第7章―闇に蠢く者―4

「お前は何故、そのような事を知っている?」


「ハラリエル様が私にお教えて下さったのです――」


「なんと、それはまことか……!?」


「はい。ハラリエル様の瞳には、この世界が崩壊して滅亡してゆく姿がお見えになったのです。そして、他にも幾つかの予言をなされました…――!」


 彼のその言葉にカマエルは息をのんで凍りついた。


「何と言う予期せぬ事だ。ハラリエル様は眠りの予言者。あの方が目覚めるのは滅多にないことだ。不吉な事が起きる予兆かも知れぬぞ……!」


 カマエルはそう呟くと、血相をかいて顔が青ざめた。


「息子よ、ドミニオン様にはこの事は何と告げた?」


「――偉大なるドミニオン様は、私の話には耳を傾けようとはしませんでした。大宗主様は、私の言葉は天界に混乱をもたらすと言いました」


 彼がそう話すと、カマエルはそこで愕然となった。


「おお、何て事だ! 天界に暗雲の影が迫っているというのに、ドミニオン様は一体何をお考えなのか……!」


 カマエルは鎖に繋ぎ止められた牢屋の中で、愕然とため息をついたのだった。そして、沈黙は静かに2人の間に闇をおとした。


「お前の兄達はどうした。元気にしているのか?」


 カマエルの質問に、彼は首を横に振って悲しそうに答えた。


「――あの日、貴方様が悪魔に捕らわれてからまもなく経った頃でした。天界は大きな混乱に包まれた所を、悪魔が再びやって来たのです。

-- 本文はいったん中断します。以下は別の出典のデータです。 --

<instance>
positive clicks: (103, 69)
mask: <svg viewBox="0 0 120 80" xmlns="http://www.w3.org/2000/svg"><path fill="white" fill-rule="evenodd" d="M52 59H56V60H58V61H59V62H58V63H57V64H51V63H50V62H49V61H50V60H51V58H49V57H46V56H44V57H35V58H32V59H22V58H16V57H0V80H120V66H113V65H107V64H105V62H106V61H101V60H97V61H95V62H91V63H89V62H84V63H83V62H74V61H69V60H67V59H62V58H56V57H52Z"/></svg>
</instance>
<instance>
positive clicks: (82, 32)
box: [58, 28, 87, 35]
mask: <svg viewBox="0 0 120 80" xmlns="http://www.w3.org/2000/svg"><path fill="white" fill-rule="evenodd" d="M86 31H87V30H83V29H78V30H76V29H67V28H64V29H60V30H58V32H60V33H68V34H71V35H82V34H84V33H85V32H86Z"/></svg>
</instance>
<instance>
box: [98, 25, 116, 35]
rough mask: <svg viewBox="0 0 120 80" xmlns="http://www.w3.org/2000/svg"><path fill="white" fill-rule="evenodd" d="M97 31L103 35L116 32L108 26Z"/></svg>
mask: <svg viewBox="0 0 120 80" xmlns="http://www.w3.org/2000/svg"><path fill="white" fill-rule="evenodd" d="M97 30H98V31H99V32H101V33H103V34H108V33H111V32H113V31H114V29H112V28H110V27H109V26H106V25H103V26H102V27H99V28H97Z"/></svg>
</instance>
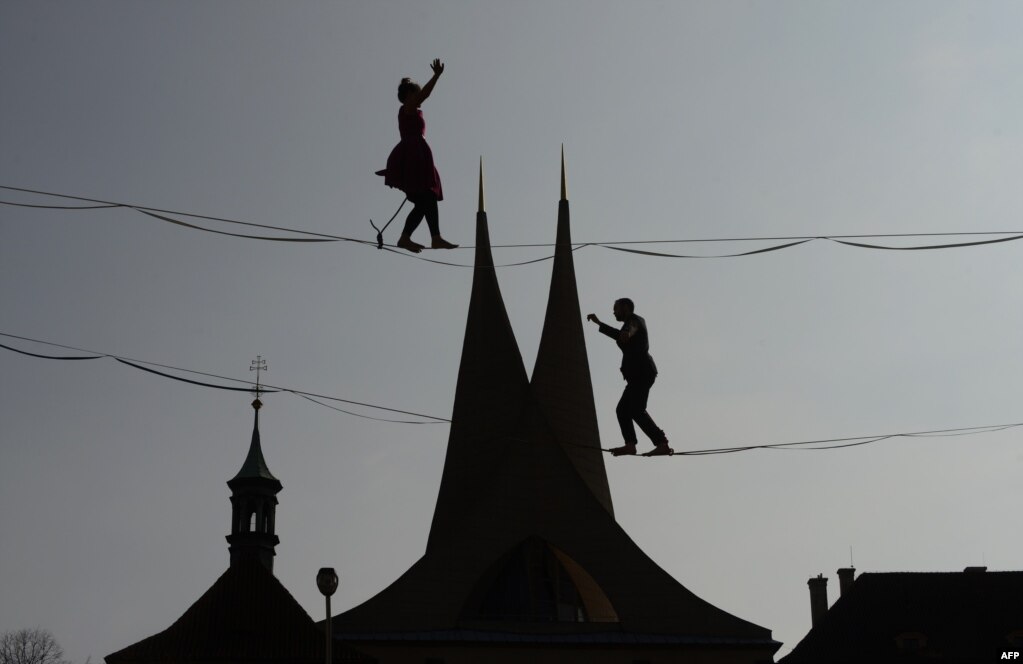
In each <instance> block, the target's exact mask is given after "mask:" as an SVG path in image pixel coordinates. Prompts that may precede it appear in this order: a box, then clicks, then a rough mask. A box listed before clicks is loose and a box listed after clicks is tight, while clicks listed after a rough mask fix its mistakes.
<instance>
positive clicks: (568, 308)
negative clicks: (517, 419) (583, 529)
mask: <svg viewBox="0 0 1023 664" xmlns="http://www.w3.org/2000/svg"><path fill="white" fill-rule="evenodd" d="M567 188H568V187H567V186H566V177H565V146H564V145H562V200H561V202H560V203H559V205H558V235H557V239H555V246H554V262H553V268H552V270H551V272H552V273H551V277H550V294H549V296H548V298H547V313H546V316H544V319H543V333H542V334H541V336H540V348H539V350H538V351H537V354H536V364H535V366H534V367H533V380H532V392H533V395H534V396H535V398H536V402H537V404H538V406H539V408H540V412H541V413H543V415H544V417H545V418H546V420H547V424H548V425H549V426H550V428H551V429H552V430H553V433H554V437H555V438H557V439H558V440H559V441H560V442H561V444H562V445H563V447H564V449H565V453H566V454H568V456H569V458H570V459H571V460H572V464H573V466H574V467H575V469H576V471H577V472H578V473H579V475H580V477H582V479H583V481H584V482H585V483H586V485H587V486H588V487H589V490H590V491H592V492H593V495H594V496H596V499H597V500H599V502H601V504H602V505H604V508H605V510H607V511H608V513H609V514H611V515H612V516H614V514H615V512H614V506H613V505H612V502H611V489H610V488H609V486H608V475H607V472H606V471H605V468H604V455H603V453H602V452H601V434H599V432H598V430H597V427H596V409H595V407H594V406H593V386H592V384H591V382H590V378H589V360H588V359H587V357H586V341H585V338H584V335H583V328H582V314H581V312H580V309H579V292H578V290H577V287H576V280H575V264H574V263H573V260H572V233H571V228H570V223H569V202H568V197H567V196H568V193H567Z"/></svg>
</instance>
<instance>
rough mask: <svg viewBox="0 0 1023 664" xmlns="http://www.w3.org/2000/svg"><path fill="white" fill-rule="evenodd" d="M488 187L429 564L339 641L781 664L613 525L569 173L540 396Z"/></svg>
mask: <svg viewBox="0 0 1023 664" xmlns="http://www.w3.org/2000/svg"><path fill="white" fill-rule="evenodd" d="M482 177H483V176H482V167H481V175H480V178H481V185H480V204H481V205H480V211H479V212H478V213H477V220H476V223H477V230H476V235H477V242H476V270H475V273H474V279H473V289H472V295H471V297H470V304H469V315H468V317H466V321H465V335H464V342H463V346H462V355H461V364H460V366H459V370H458V380H457V386H456V389H455V397H454V407H453V412H452V424H451V431H450V435H449V439H448V448H447V455H446V457H445V463H444V473H443V476H442V480H441V487H440V492H439V495H438V500H437V506H436V511H435V513H434V520H433V526H432V529H431V533H430V538H429V542H428V545H427V550H426V554H425V555H424V556H422V558H420V559H419V560H418V561H417V562H416V563H415V564H413V565H412V567H411V568H409V570H408V571H406V572H405V574H403V575H402V576H401V577H400V578H398V579H397V580H396V581H395V582H394V583H392V584H391V585H390V586H389V587H387V588H386V589H384V590H383V591H381V592H380V593H379V594H377V595H375V596H374V597H372V599H370V600H368V601H367V602H365V603H363V604H362V605H360V606H358V607H356V608H354V609H352V610H350V611H348V612H346V613H343V614H341V615H339V616H337V617H336V618H335V628H336V630H335V632H336V633H338V634H340V635H341V636H342V637H343V638H349V639H353V641H354V643H356V644H364V643H368V641H372V640H382V639H383V640H392V641H398V640H401V638H398V637H397V636H396V634H405V635H406V636H407V637H408V638H410V639H413V640H414V639H416V638H419V637H418V636H415V635H416V634H420V635H421V634H424V633H428V632H429V633H440V632H443V633H445V634H447V637H446V638H448V639H454V640H457V639H459V638H464V639H465V640H472V639H473V638H477V637H478V636H479V634H481V633H483V634H492V633H494V632H502V633H510V632H515V633H516V634H518V635H519V636H517V638H520V639H526V640H530V639H532V640H537V639H539V641H548V640H549V639H550V638H551V634H562V635H563V636H564V635H572V634H575V635H580V634H590V635H591V636H590V638H595V639H596V640H601V639H602V638H604V639H605V640H607V639H608V638H612V639H613V640H614V639H615V638H619V637H618V636H613V635H614V634H627V635H628V636H627V637H626V640H628V639H633V641H634V643H638V641H636V640H635V639H639V635H652V634H659V635H661V636H662V637H665V638H668V639H669V640H670V641H671V643H673V644H675V645H681V644H688V645H691V646H692V645H694V644H697V643H701V644H704V645H706V644H709V643H714V644H717V645H721V644H729V645H731V647H733V648H739V649H741V650H742V651H743V652H744V653H745V655H743V656H741V657H737V658H735V659H731V660H729V661H737V662H739V661H748V662H753V661H762V660H769V659H770V657H771V654H772V653H773V652H774V651H775V650H776V649H777V647H779V646H780V644H777V643H776V641H774V640H772V639H771V637H770V631H769V630H767V629H764V628H763V627H759V626H757V625H754V624H752V623H749V622H747V621H745V620H742V619H740V618H737V617H735V616H731V615H729V614H728V613H726V612H724V611H721V610H720V609H717V608H716V607H714V606H712V605H710V604H708V603H707V602H705V601H704V600H701V599H700V597H698V596H696V595H695V594H693V593H692V592H691V591H690V590H687V589H686V588H685V587H683V586H682V585H681V584H679V583H678V582H677V581H675V580H674V579H673V578H672V577H671V576H670V575H668V574H667V573H666V572H664V570H662V569H661V568H660V567H658V566H657V565H656V564H655V563H654V562H653V561H651V560H650V558H648V557H647V556H646V555H644V554H643V552H642V550H640V549H639V547H638V546H636V544H635V543H634V542H633V541H632V540H631V539H630V538H629V537H628V535H627V534H626V533H625V532H624V531H623V530H622V528H621V527H620V526H619V525H618V524H617V523H616V522H615V520H614V512H613V505H612V501H611V493H610V490H609V488H608V479H607V474H606V471H605V467H604V458H603V456H602V453H601V450H599V448H601V444H599V435H598V431H597V426H596V416H595V411H594V407H593V396H592V388H591V385H590V377H589V368H588V360H587V357H586V350H585V340H584V338H583V335H582V317H581V315H580V309H579V300H578V293H577V289H576V282H575V270H574V266H573V262H572V253H571V233H570V220H569V206H568V201H567V198H566V196H565V189H566V187H565V176H564V161H563V176H562V191H563V200H562V201H561V203H560V206H559V222H558V235H557V237H558V240H557V248H555V259H554V264H553V274H552V276H551V285H550V294H549V297H548V304H547V313H546V316H545V320H544V326H543V334H542V338H541V340H540V348H539V352H538V354H537V361H536V366H535V368H534V372H533V380H532V383H530V382H529V381H528V380H527V377H526V371H525V367H524V366H523V361H522V355H521V353H520V351H519V347H518V345H517V343H516V339H515V335H514V334H513V331H511V326H510V323H509V321H508V316H507V313H506V310H505V308H504V303H503V300H502V298H501V293H500V287H499V285H498V281H497V273H496V271H495V269H494V263H493V258H492V255H491V251H490V236H489V227H488V221H487V214H486V212H485V210H484V209H483V193H482V192H483V186H482ZM598 634H604V636H597V635H598ZM609 634H611V635H612V636H608V635H609ZM565 637H567V636H565ZM640 640H641V639H640ZM602 643H604V641H602ZM608 643H611V641H608ZM679 647H681V646H679Z"/></svg>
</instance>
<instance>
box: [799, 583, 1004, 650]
mask: <svg viewBox="0 0 1023 664" xmlns="http://www.w3.org/2000/svg"><path fill="white" fill-rule="evenodd" d="M1014 633H1015V634H1016V637H1017V638H1023V572H982V571H967V572H951V573H928V572H894V573H864V574H860V575H859V577H857V578H856V580H855V581H854V582H853V584H852V586H851V588H850V589H849V590H846V591H845V592H844V593H843V594H842V596H840V597H839V599H838V601H837V602H836V603H835V604H834V606H832V608H831V609H830V610H829V611H828V613H827V614H825V616H824V617H822V618H821V620H820V621H819V622H818V624H817V625H816V626H814V627H813V629H811V630H810V631H809V632H808V633H807V634H806V636H805V637H804V638H803V639H802V640H801V641H800V643H799V644H798V645H797V646H796V648H794V649H793V651H792V652H791V653H790V654H789V655H788V656H786V657H785V658H783V659H782V660H781V662H783V663H784V664H810V663H814V664H815V663H820V664H824V663H836V664H837V663H840V662H842V663H844V662H849V663H851V662H877V663H886V662H904V661H914V662H928V661H941V662H963V663H966V662H988V661H998V659H999V656H1000V654H1002V653H1003V652H1005V651H1007V650H1015V651H1018V650H1019V641H1017V643H1016V645H1015V646H1014V645H1013V644H1012V643H1010V641H1009V640H1008V638H1007V637H1008V636H1009V635H1010V634H1014ZM900 640H901V641H902V644H901V648H900V643H899V641H900Z"/></svg>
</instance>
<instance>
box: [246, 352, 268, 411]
mask: <svg viewBox="0 0 1023 664" xmlns="http://www.w3.org/2000/svg"><path fill="white" fill-rule="evenodd" d="M249 370H250V371H256V391H255V392H254V394H255V395H256V399H257V400H258V399H259V395H260V394H262V393H263V390H262V389H260V386H259V378H260V375H259V374H260V371H266V370H268V369H267V366H266V360H265V359H263V356H262V355H257V356H256V359H254V360H253V361H252V362H251V363H250V366H249Z"/></svg>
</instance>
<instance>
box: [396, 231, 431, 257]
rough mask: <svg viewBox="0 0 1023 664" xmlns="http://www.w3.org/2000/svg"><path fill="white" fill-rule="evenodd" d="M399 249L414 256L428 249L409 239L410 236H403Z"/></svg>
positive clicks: (398, 246)
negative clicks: (402, 249) (409, 253)
mask: <svg viewBox="0 0 1023 664" xmlns="http://www.w3.org/2000/svg"><path fill="white" fill-rule="evenodd" d="M398 247H400V248H401V249H405V250H408V251H410V252H412V253H413V254H418V253H419V252H421V251H422V250H424V249H426V248H425V247H424V246H422V245H420V244H419V242H413V241H412V238H411V237H409V236H408V235H402V236H401V237H399V238H398Z"/></svg>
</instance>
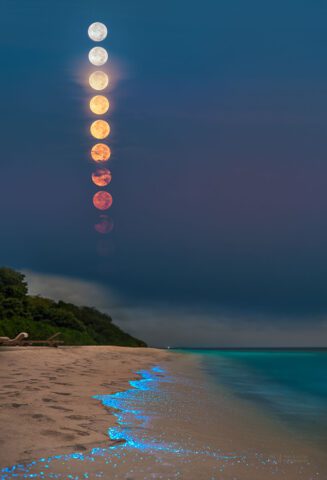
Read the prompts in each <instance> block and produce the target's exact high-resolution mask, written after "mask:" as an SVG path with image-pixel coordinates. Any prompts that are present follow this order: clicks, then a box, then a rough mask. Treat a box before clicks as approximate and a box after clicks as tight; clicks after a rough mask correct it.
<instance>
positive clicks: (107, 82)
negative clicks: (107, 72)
mask: <svg viewBox="0 0 327 480" xmlns="http://www.w3.org/2000/svg"><path fill="white" fill-rule="evenodd" d="M89 84H90V87H92V88H93V89H94V90H99V91H100V90H104V89H105V88H107V86H108V85H109V77H108V75H107V74H106V73H105V72H102V71H101V70H97V71H96V72H93V73H91V75H90V76H89Z"/></svg>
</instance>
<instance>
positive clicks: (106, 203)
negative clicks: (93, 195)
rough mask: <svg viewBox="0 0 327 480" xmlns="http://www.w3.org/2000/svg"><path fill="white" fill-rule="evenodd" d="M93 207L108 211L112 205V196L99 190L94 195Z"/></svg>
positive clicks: (105, 192) (104, 192) (102, 190)
mask: <svg viewBox="0 0 327 480" xmlns="http://www.w3.org/2000/svg"><path fill="white" fill-rule="evenodd" d="M93 205H94V206H95V208H98V209H99V210H108V208H110V207H111V205H112V196H111V195H110V193H108V192H105V191H103V190H101V191H100V192H97V193H95V194H94V196H93Z"/></svg>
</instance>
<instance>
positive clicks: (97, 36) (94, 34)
mask: <svg viewBox="0 0 327 480" xmlns="http://www.w3.org/2000/svg"><path fill="white" fill-rule="evenodd" d="M87 33H88V35H89V37H90V39H91V40H93V41H94V42H102V40H104V39H105V38H106V37H107V35H108V30H107V27H106V26H105V25H104V23H101V22H94V23H92V24H91V25H90V26H89V28H88V31H87Z"/></svg>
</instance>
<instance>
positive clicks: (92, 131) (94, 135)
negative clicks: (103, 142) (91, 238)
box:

あの時より敵の数は少なく、我々は勝てる戦いでした。ですが、予期せぬ事に悪魔の王の直属の部下が天界に現れたのです。それも、もっとも醜悪で悪に満ちている者を引き連れての襲来です。そして、そこに現れたのはアスモデウス、ベルフェゴール、ベルゼバブ、サタナエル、そしてベリアルです。彼らの襲来に天界は再び混乱に陥れられました! 天界を我らの血で赤く染めると、悪魔達は我らの血と肉を食らいながら酷い殺戮を繰り返しました。まるであの日の忌まわしき惨劇のようでした。あの者達は、まさしくケダモノです! 力を持たない弱き者を殺すことに快楽を感じて楽しんでいるのです! そして、地獄の様な惨状の中、一人の兄はアスモデウスに戦いを挑みました。兄は悪魔と勇敢に戦いました。そして、その戦いで深傷を負った兄は悪魔の前で敗れたのです――! 兄は奇跡的に命は助かったものの、今はラファエル様の宮殿で治療を受けています。もう一人の兄は、悪魔にハラリエル様を人質に捕られ、ハラリエル様を助ける為に身代わりとなって悪魔に捕らわれてしまいました。一番上の兄は悪魔が再び天界に来させない為に、能天使の役目を勤めながら地上でカブリエル様と共に目を光らせております…――!」


 彼は一通り話すとカマエルに頭を下げて一礼した。そして、唇を噛みしめると両手の拳を握って深い怒りに満ちた。